I'm also sure you have received hospital bills for your delivery, and have already seen what is covered and what is not, correct?
posted by halfbuckaroo at 6:48 PM on March 12, 2012

Wow, it's pretty ballsy to lay off a pregnant woman. My guess is that they either left you on as part as your unpaid maternity leave, or HR is trying to keep you happy because this is the kind of stuff that gives employment lawyers heart palpitations.

Regardless, you should be fine -- from my brief and very unillustrious career in insurance, I seem to recall that it's up to the employer to decide who's in the group, not the insurance company.

FWIW, I had an employer keep me on insurance for a couple of months when I had a gap between working and grad school. Nothing ever came of it.
posted by snickerdoodle at 8:10 PM on March 12, 2012 [1 favorite]

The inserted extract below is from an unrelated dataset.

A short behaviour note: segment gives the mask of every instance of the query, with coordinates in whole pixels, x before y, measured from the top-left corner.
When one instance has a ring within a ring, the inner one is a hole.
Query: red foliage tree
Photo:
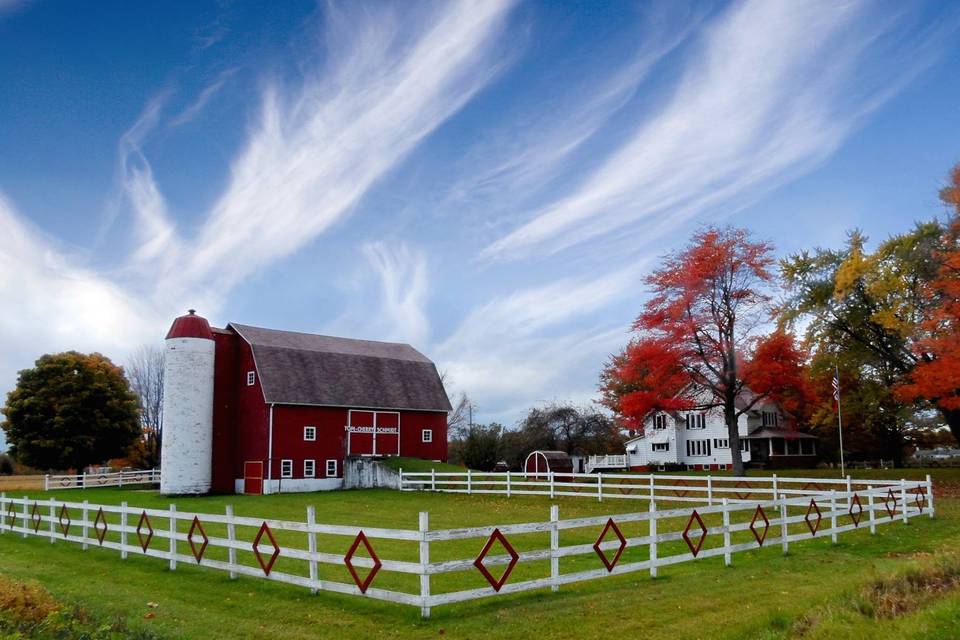
[[[748,231],[709,227],[665,259],[636,337],[601,375],[603,402],[631,427],[655,410],[723,411],[733,471],[744,472],[741,415],[765,399],[800,402],[803,357],[793,337],[762,335],[772,247]]]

[As per usual, this is not a place to just complain about health insurance. Please answer the OPs question. Thank you]
posted by jessamyn at 8:29 PM on March 12, 2012

snickerdoodle: "Regardless, you should be fine -- from my brief and very unillustrious career in insurance, I seem to recall that it's up to the employer to decide who's in the group, not the insurance company."

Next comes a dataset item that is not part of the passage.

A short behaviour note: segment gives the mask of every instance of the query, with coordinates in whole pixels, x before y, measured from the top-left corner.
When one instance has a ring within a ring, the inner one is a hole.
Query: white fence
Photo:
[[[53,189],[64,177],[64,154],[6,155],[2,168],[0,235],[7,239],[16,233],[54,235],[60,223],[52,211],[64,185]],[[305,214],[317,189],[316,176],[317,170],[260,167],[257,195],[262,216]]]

AFAIK, this is true. I once had "employee" health insurance coverage from a company I never worked for. I did some consulting work for the owner and his many companies and somehow it came up at a dinner that I was one of the uninsured and that somehow led to an HR person sending me a form to fill out. Maybe that should have been a clue to raise my rates so I could afford my own rather than just enjoying the subsidized insurance.
posted by wierdo at 8:44 PM on March 12, 2012

Unless they are nice and willing to provide free services: they will bill you for everything they wrongly paid for. Someone will eventually get paid to audit their records, your profile will come up.

Companies just don't pay for insurance.
posted by Bun Surnt at 8:52 PM on March 12, 2012

Hospital bill has been both received and paid, nothing particularly out of the ordinary there. Thanks everyone.